To properly design a Web framework while writing an application, you must become schizophrenic:

First, think about what you need to do, as an application programmer.

Now think about what the framework code (which is sitting between you-the-app-programmer, and the network) must do in order to support your application needs.

Now generalize the right amount (not too much, not too little) and code that up.

Now write a bunch more code. If you were wrong about the correct amount of generalization, you will suffer: you will have to (at some point) change the framework and then potentially change all of your code that interacts with it. Also, new programmers will have to learn your specific framework...

If you don't write a framework, however, you will suffer every time you write code that could have been handled in a framework. On the other hand it will be easy for new programmers to learn... but then they will start making subtle modifications to the duplicated code, screwing everything up.

So what do you do?

Many (experienced) programmers go for (over-?)abstraction, because it's more fun than writing code that actually does something:

"First, let's develop a framework!" -- http://jeffreypalermo.com/blog/i-ll-get-to-your-application-in-a-minute-first-we-need-to-build-the-framework/

It's a tricky topic. Figuring out the right level of abstraction takes a lifetime of experience; might as well get started now.

So, how does this "framework" stuff apply to you?

Well, HW #5 asks you to write a function 'delegate' that takes all conceivable information contained in an HTTP request and returns all possible HTTP response information. What does this tie you into?

  • by framing things in a back & forth conversation (single request/response), the framework limits you by: no general stream-oriented processing (HTTP/1.1)
  • your framework must now protect you against DoS attacks where people send multi-gb files at you to overwhelm your server
  • your framework must also protect against errors stemming from code run by it

So design of frameworks is a big issue. As soon as you start having to repurpose code (take code designed for one purpose, and generalize it to fit two purposes) you should think a little bit about the next obvious purpose.

I personally am a big fan of adding features as you need them, and that's more or less how the class is going. For example, for HW #6, you will be doing cookie manipulation, which involves extracting info from headers and publishing new headers. I could have outlined the concept of cookies and had you include cookie handling stubs in HW #5, but I'd rather have you evolve your code.

Fundamentally, in any real project you cannot predict all the uses to which your code will be put.

So, you can design a lot -- become very generic -- or design a little -- eliminate constraints. For example, consider Alex's question on the mailing list; why did I specify that 'delegate' was to take both GET_data and POST_data, when they could be combined?

  • if you combine them, you cannot pull them apart
  • it is easy to combine them in your own code beneath 'delegate', if you so choose.
  • this is a framework decision; most Web frameworks don't distinguish between them.
  • It probably won't hurt you but I wanted to leave the option open.

Beneath 'delegate', I will leave you to your own devices. 'delegate' is a good choke-point for me to test; I encourage you all to work on extending the framework code below 'delegate' to help you.
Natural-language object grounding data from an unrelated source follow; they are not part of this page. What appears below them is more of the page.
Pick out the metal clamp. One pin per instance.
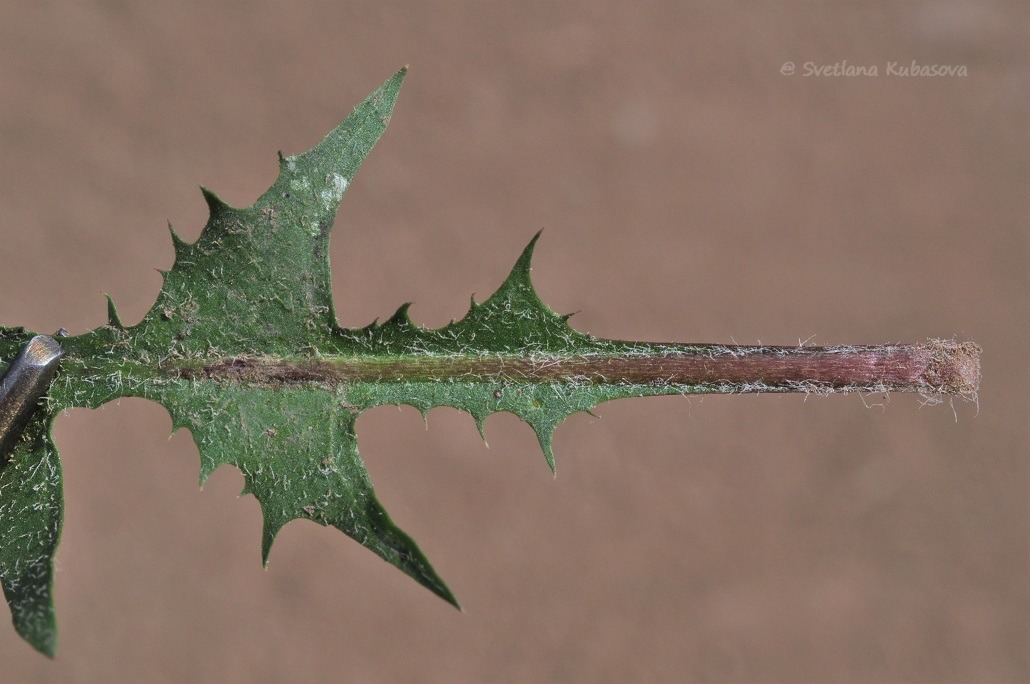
(26, 381)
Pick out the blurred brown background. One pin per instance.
(690, 192)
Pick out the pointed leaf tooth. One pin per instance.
(481, 426)
(214, 204)
(392, 545)
(519, 276)
(270, 531)
(112, 313)
(325, 171)
(545, 435)
(401, 317)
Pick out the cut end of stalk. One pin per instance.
(952, 368)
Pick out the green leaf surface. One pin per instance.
(242, 347)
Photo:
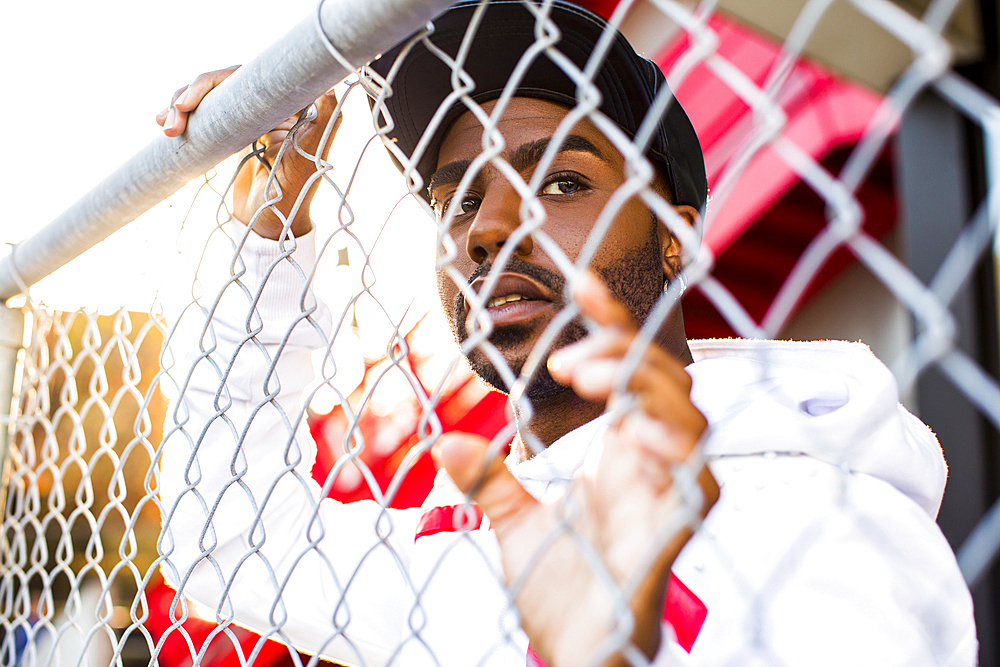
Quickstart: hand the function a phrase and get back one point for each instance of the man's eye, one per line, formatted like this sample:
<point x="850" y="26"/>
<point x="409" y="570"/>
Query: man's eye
<point x="560" y="186"/>
<point x="466" y="204"/>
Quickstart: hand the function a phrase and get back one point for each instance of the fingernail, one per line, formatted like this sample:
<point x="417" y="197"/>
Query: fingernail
<point x="555" y="363"/>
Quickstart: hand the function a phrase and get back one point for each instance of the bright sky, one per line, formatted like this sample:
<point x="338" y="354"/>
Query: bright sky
<point x="85" y="81"/>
Right now, my own 'delegate' code looks something like this:

if url == 'something1': call_something1_fn()
elif url == 'something2': call_something2_fn()
else: call_error_fn()

This is clumsy, inelegant, and inefficient (both in your time and in processing); every time you add a url you need to add in a new 'if' statement. You also need to pass the same arguments/data around; duplicated code is bad!

What else could you do? Implement an abstraction layer

For example,

  • use a dictionary lookup,

    fn = url_handlers[function_name]
    return fn(method, path, headers, GET_data, POST_data)
    
  • make an HTTPRequest class that stores headers, cookies in a dict-like format.

  • pass in form values as keyword arguments;

  • automatically/dynamically discover functions to call.

You already know how to do the first, and I will show you some Python approaches to doing the rest on Thursday.

I'll probably write some framework code to help me write tests, too.

Thinking about delegate in a slightly different way: remote function calls

Client-server.

HTTP.

Limited mechanisms of information transfer.

Basically HTTP is a remote procedure call (RPC) mechanism (as we'll see in more detail later). Think of 'delegate' as being on the receiving end of a high-latency function call... that is, this

client <--> OS <--> network <--> OS <--> 'delegate'

can be wrapped like so:

'x = func()' <--> http://server/some/function <--> 'delegate' <--> 'return func()'

or, in other words,

x = func()

can really be calling something on another server. We'll talk about this more later with JavaScript & AJAX, as well as REST.

Authentication and identity

How does "identity" transfer with your laptop, when you shift from network to network?

Answer: client-side cookies.

These are bits of data (limited in size) that browsers send to servers based on server name and URL path.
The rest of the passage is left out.